From my reading of it they didn't do enough user testing or training. But this may have been outside the scope of the contracted firm; they probably delivered exactly what has asked for, and no more.
My reading seemed to indicate complete architectural failure. 11 database servers for the desktop app, but only 1 app/DB server for the mobile app, which most people were using. Also, Comcast shut them down over DDoS concerns somewhere, meaning they were going through a home or office account as a choke point?!
I'm sure there were enough failures in planning and execution for it not to be attributable to any one person, perhaps by design.
In any case, someone signed the check and approved the overall design. This someone is ultimately responsible for the failure.
Just because this is a search for a scapegoat doesn't mean that there is one. This project was the brainchild of at least two large dumb organizations, a political party and a campaign.
I wonder if we'll ever see a decent post-mortem of this, with detailed information about the proposed architecture, hardware and software, where the servers were hosted etc.
> first I've heard of software failures being involved in election coordination failures

There are a bunch of vague reports that Obama's team had a similar failure of a big new computerized voter-tracking system on Election Day 2008, but they had also distributed the traditional paper "strike lists" to volunteers, so those were used as a fallback.

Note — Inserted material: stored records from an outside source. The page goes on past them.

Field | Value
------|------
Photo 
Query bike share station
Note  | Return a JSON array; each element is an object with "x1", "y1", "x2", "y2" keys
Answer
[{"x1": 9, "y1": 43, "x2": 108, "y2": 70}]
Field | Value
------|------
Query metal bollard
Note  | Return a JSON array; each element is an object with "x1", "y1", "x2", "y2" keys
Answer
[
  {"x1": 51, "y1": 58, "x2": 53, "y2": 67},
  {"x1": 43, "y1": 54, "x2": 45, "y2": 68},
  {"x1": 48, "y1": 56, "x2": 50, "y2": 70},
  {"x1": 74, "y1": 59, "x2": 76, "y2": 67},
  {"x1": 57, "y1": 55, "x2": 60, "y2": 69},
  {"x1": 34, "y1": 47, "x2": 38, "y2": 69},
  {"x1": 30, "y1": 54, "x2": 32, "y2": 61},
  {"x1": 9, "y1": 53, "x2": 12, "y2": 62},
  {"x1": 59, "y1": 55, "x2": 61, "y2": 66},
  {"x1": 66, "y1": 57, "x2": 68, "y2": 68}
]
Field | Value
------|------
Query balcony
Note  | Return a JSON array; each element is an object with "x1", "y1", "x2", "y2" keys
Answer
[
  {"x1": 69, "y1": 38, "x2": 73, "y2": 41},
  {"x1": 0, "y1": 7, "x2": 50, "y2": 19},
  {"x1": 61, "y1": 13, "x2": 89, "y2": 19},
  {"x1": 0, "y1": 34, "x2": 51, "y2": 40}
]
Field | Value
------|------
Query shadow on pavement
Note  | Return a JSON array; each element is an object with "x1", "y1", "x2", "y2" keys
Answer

That's funny. Kinda like NASA and the Soviet space program. NASA spent 5 years and 100 million $ to develop a pen that writes in space. The Russians used pencils.
Whilst a funny anecdote, there's only a hint of truth to that story. http://en.wikipedia.org/wiki/Space_Pen

The Fisher 'space-pen' was developed independently without government funding and was actually later adopted by Russian cosmonauts as well.

Simple ingenuity aside, I can see why. Lead dust in zero gravity (and/or pencil shavings) not ideal for a mission-vehicle. They are normally assembled in a clean-room, no?